The group also contains some straw men. Women who hope to become pregnant often bless the straw in these characters’ outfits.
The four Turkmen as they are called (they aren’t actually Turkish) represent foreign soldiers who used to be feared. They’re pretty identifiable, with red dots on their cheeks and colorful hats with ribbons and paper roses, and their dances are believed to help bring about a prosperous harvest in the spring.
The chimney sweepers are tasked with throwing people into the snow and smearing soot or shoe polish on their faces. It is said that throwing women in particular in the snow would bring fertility for them.
One of the most popular animal characters in the procession, the mare, has great symbolic meaning. Usually a two-person costume, the mare is condemned for its sins and killed by the character of the Knacker at the end of the parade. Shortly after, though, the female horse is revived with a drink of alcohol from the Knacker.
Another popular animal is the bear character, who often wears a leash and is accompanied by a tamer. Women can dance with the bear in hopes of bringing fertility in the coming year.
We’re not quite sure what the monkeys represent in Masopust, but beware of them! They’re notoriously mischievous.

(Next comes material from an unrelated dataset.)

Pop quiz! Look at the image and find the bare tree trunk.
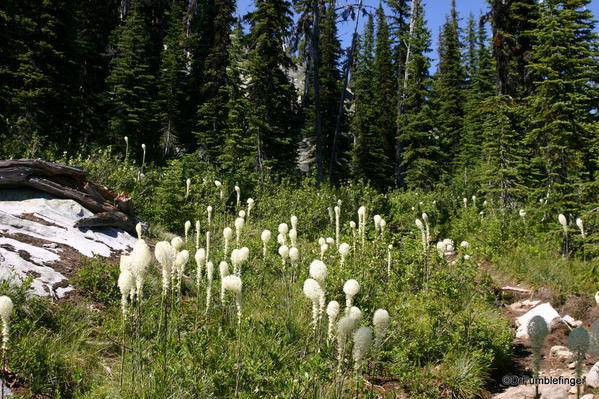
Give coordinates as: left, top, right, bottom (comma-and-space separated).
328, 0, 363, 183
311, 0, 324, 185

Other characters that sometimes appear in the masquerade are ring masters, jesters, Bacchus, a huckster who trades items with onlookers, the king and queen of Masopust, and a scary horned creature known as Brůna.
Check out Masopust festivities on Saturday, March 2 at 1 PM in…
Malá Strana: parade from Loretánské náměstí
Letná: at the National Agricultural Museum
Karlín: parade from Kaizlovy sady, activities at Karlínské náměstí
& activities all weekend in Žižkov/Vinohrady with the parade held on Tuesday, March 5 at 5 PM from náměstí Jiřího z Poděbrad.